Spares - Michael Marshall Smith [147]
The older of the two businessmen looked like he consumed a fair amount of his alfalfa personally, but he’d obviously done a bit of singing in the distant past and was now working steadily through his repertoire, to the delight of the assembled henchmen and underlings. One of these, a slimy little turd I pegged as the accountant son-in-law of one of the principals, was busy eyeing up a group of young local women who were cheerily clapping along at the next table. As I watched I saw him signal to the non-singing baron, who turned and clocked the girls. His smile broadened to the kind of leer which would make a werewolf look bashful and charming; he beckoned the leader of the band over, more money already in his hand.
I was sitting to one side of a table crammed with tourists, the only seat that had been free when I’d entered over two hours before. The girls were red-faced from the day’s sun, and fizzing with Margarita-fuelled bravado; the guys sipping their Pacíficos sullenly and panning their eyes around the bar, probably trying to work out which of the locals was going to come and try to steal their women first. I could have told them that it was much more likely to be another American, probably one of the boisterous frat rats who were in town for some damnfool motorcycle race, but I didn’t know them and couldn’t be bothered. In fact, they were getting on my nerves. The girls were dancing in their seats in that way people do when they’re letting themselves off a very short leash, and the nearest one kept banging into my arm and causing me to spill beer and cigarette ash onto jeans which hadn’t been that clean when I’d pulled them on two days ago.

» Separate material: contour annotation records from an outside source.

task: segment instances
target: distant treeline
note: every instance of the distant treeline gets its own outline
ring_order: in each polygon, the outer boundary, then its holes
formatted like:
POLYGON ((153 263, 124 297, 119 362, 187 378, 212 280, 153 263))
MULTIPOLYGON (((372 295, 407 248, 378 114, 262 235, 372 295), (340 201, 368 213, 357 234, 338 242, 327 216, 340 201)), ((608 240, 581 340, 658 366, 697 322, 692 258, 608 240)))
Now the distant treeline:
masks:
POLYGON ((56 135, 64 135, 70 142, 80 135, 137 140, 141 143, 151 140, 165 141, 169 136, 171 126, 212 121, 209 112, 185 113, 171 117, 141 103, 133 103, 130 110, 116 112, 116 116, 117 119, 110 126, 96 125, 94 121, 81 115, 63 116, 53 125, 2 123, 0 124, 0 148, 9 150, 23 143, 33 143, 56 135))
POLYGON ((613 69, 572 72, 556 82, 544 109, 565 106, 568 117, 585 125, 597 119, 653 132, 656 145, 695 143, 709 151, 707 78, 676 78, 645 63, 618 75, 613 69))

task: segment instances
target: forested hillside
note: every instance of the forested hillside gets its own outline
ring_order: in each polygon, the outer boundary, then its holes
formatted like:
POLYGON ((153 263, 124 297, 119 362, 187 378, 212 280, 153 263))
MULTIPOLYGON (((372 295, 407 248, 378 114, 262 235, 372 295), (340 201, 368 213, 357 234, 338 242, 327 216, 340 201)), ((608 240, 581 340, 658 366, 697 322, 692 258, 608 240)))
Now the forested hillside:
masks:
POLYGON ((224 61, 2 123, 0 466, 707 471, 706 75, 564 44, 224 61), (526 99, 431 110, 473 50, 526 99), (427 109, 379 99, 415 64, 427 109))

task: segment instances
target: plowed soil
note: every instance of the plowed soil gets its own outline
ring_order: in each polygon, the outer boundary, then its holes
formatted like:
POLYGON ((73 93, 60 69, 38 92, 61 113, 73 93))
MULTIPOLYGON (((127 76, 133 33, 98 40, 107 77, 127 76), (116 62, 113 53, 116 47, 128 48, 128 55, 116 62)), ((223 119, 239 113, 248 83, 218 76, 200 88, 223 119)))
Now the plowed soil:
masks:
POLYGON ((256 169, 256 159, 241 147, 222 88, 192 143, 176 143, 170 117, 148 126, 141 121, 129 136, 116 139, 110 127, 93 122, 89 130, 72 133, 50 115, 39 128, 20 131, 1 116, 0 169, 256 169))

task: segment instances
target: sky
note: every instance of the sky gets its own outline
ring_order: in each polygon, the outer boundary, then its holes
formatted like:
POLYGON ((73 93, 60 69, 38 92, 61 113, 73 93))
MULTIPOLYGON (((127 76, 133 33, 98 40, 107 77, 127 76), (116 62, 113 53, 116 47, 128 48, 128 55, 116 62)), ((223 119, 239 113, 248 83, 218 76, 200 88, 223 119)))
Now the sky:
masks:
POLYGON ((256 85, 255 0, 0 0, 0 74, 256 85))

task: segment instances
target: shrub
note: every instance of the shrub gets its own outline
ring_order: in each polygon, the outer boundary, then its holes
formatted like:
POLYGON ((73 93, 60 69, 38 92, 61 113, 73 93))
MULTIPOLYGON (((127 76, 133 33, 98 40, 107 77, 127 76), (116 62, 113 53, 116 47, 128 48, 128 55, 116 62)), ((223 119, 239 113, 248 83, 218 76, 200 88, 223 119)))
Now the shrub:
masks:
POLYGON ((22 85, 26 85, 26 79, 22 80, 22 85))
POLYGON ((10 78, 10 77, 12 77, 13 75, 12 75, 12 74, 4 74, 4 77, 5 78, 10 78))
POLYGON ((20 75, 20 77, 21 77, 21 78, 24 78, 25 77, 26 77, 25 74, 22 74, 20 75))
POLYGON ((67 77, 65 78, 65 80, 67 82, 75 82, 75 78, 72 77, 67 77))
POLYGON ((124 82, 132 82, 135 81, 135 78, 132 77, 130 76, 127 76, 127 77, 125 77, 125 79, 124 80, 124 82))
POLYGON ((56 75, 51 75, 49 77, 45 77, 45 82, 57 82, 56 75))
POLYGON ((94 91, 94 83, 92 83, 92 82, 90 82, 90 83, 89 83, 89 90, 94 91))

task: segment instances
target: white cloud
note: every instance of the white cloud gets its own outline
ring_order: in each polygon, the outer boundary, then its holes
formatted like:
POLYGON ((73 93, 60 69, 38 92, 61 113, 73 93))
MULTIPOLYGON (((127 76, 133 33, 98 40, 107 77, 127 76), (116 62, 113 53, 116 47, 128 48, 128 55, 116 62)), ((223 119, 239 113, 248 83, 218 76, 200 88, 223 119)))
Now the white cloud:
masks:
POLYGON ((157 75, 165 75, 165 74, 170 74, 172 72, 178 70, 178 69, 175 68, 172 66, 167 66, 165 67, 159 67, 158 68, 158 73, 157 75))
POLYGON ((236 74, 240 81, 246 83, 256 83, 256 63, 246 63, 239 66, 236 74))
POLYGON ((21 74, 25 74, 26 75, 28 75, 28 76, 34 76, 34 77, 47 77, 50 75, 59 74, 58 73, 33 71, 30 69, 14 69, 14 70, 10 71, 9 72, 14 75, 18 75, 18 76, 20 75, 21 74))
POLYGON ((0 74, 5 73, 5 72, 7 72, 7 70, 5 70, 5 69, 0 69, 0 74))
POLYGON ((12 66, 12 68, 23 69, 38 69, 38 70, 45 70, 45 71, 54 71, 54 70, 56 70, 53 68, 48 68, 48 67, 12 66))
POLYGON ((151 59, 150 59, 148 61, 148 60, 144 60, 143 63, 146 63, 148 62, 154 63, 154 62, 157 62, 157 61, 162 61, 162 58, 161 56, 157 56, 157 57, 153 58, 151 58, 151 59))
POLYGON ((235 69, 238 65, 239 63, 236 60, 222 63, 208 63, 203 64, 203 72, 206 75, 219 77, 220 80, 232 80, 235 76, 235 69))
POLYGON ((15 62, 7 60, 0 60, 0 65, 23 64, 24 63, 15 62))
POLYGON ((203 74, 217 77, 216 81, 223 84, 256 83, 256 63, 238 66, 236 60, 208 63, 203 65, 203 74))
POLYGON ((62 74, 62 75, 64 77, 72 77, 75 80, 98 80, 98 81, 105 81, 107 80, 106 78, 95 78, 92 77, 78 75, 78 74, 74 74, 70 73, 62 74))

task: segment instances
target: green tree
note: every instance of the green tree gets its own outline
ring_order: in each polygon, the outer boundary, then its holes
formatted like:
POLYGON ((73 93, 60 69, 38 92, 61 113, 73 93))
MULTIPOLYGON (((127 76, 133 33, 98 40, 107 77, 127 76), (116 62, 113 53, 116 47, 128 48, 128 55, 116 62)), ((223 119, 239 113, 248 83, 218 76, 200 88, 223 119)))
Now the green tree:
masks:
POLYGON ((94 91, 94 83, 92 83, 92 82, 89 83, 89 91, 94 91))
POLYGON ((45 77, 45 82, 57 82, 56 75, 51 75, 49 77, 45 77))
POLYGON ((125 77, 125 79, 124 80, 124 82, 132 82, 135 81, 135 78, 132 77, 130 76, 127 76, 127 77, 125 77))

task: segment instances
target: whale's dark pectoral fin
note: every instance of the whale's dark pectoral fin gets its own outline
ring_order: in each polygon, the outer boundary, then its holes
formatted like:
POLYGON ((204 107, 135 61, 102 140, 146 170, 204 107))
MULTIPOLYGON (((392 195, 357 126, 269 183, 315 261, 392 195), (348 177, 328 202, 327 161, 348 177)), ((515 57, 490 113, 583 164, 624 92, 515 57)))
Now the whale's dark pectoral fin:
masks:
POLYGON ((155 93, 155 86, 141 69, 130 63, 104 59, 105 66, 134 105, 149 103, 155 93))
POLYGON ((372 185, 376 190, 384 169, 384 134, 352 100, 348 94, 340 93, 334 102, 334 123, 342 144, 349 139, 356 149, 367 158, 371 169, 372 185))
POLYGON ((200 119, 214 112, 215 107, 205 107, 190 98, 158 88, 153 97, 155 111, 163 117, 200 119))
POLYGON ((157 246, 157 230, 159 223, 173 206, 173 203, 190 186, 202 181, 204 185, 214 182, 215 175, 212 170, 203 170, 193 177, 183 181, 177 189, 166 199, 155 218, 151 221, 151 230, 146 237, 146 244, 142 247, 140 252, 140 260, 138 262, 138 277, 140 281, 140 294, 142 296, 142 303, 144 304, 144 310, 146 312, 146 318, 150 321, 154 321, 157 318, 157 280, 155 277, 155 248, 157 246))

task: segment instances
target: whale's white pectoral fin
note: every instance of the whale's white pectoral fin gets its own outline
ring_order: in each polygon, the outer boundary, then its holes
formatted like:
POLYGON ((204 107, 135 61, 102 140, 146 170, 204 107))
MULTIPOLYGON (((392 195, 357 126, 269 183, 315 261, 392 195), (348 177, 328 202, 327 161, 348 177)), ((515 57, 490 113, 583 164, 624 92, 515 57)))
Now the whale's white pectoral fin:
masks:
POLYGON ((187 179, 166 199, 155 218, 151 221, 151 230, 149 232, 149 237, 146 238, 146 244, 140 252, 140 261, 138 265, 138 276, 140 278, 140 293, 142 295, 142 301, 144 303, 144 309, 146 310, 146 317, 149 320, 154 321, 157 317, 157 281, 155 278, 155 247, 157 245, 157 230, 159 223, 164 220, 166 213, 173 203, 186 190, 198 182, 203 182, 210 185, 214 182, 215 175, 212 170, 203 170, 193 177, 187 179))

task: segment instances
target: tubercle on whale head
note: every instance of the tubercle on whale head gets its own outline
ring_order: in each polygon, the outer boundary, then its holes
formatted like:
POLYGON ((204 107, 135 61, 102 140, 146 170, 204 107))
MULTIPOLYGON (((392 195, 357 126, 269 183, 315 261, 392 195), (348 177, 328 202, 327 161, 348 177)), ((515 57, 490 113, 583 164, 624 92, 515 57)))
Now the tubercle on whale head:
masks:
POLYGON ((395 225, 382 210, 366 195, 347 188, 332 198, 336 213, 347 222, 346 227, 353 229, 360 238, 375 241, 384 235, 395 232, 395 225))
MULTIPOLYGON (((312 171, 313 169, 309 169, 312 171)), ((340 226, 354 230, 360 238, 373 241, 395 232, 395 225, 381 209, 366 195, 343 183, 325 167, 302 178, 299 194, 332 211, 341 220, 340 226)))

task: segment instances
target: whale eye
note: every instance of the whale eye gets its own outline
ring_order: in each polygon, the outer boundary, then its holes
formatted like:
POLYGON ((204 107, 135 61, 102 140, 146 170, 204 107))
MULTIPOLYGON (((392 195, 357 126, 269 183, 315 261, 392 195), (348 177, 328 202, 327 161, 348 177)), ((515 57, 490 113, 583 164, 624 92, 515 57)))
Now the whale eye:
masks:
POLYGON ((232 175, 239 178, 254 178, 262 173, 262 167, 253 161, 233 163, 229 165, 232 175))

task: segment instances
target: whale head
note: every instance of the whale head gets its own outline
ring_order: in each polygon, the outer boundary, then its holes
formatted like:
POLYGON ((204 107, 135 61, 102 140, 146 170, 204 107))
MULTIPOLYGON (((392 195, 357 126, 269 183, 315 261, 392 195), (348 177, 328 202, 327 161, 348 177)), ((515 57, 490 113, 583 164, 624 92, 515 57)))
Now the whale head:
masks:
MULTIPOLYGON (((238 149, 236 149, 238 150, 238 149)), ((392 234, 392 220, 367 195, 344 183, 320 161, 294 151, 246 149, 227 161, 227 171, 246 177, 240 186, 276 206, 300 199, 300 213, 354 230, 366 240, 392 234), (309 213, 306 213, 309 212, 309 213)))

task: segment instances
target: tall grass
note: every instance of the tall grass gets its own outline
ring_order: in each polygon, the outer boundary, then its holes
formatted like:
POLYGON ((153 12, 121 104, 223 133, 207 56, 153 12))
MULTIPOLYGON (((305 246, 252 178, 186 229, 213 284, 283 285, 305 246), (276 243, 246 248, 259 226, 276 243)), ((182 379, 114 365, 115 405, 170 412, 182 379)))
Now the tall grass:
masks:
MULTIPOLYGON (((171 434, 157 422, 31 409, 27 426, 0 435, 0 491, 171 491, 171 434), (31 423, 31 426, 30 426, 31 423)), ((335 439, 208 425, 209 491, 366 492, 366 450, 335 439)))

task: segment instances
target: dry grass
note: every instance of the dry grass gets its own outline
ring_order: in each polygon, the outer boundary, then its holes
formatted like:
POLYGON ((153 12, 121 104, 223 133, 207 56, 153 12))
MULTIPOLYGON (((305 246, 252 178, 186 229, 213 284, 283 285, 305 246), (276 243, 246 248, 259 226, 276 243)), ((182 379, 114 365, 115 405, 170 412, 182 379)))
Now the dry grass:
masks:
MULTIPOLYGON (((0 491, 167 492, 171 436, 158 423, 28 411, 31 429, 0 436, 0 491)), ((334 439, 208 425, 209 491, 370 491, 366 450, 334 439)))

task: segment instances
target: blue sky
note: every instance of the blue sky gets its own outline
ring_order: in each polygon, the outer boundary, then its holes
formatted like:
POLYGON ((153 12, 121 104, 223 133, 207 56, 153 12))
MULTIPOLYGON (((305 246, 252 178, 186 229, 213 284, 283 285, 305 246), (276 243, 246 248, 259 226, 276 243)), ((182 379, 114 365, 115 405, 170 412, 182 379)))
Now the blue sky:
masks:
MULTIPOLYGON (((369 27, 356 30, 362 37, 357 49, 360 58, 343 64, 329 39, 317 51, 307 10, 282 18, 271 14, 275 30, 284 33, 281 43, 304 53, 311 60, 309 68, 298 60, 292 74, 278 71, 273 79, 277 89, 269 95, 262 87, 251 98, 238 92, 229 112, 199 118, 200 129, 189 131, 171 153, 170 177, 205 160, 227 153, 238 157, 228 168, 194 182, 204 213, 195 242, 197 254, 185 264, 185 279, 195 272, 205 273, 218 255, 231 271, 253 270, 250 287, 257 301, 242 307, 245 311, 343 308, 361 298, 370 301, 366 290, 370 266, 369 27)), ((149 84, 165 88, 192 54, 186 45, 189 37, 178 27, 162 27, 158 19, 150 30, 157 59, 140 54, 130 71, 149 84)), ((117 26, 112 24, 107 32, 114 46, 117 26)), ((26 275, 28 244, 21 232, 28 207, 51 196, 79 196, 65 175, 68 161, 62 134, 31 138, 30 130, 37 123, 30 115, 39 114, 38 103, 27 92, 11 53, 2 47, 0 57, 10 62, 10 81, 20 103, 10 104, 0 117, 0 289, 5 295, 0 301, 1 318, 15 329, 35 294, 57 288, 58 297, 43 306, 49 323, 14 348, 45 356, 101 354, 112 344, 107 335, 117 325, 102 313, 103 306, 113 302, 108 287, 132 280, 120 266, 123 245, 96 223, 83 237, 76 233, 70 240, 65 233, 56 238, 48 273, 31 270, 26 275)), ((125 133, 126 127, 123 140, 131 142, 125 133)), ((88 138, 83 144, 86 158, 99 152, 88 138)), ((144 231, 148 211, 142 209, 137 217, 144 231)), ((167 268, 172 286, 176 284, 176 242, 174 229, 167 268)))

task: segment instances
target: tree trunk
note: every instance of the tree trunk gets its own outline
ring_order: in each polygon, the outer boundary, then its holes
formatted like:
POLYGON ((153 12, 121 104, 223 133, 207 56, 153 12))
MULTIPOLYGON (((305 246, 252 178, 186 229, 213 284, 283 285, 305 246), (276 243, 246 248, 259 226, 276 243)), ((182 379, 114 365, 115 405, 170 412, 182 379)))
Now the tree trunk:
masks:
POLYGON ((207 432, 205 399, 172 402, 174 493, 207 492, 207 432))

When I felt the tap on my shoulder I turned irritably, expecting to see the waiter who was working that corner of the room. I like attentive service as much as the next man, but Christ, there’s a limit to how fast a man can drink. In my case that limit is pretty high, and yet this guy was still hassling me well before I’d finished each beer. It-was good that the waiter was there, because the only way I could have gotten to the bar was with a chainsaw, but I felt he needed to calm down a little. I was in the middle of deciding to tell him to go away—or at least to do so after he’d brought me another drink—when I realised it wasn’t him at all, but a fat American who looked like he’d killed a dirty sheep and glued it to his chin.
“Fella asking for you!” he shouted.
“Tell him to fuck off,” I said. I didn’t know anyone in Ensenada, not any more, and didn’t wish to start making new acquaintances.
“Seems pretty insistent,” the guy said, and jerked his thumb back towards the bar. I glanced in that direction, but there were far too many people in the way. “Little black fella, he is.”
In those parts this could mean the guy was actually black, or an indigenous Mexican Indian. Didn’t really make much difference, I still didn’t want to talk to him, but it surprised me that my fellow countryman hadn’t felt qualified to tell him to fuck off by himself. The guy with the beard didn’t look the type to run errands for ethnic majorities.
“Well then tell him to fuck off politely,” I snarled into a moment of relative quiet, and turned back to face the mariachi band.
They immediately and noisily embarked on yet another song, which sounded eerily identical to all the others. It couldn’t be, though, because it got an even bigger cheer than usual, and the singing businessman clambered unsteadily onto a chair to give it his all. I took a sip of my beer, wishing the waiter would hurry up and hassle me again, and waited with grim anticipation for the alfalfa king to pitch headlong into the table of girls. That should be worth watching, I felt.
Then I became aware of a sound. It was quiet, and barely audible below the baying of voices and barking of trumpets, but it was getting louder.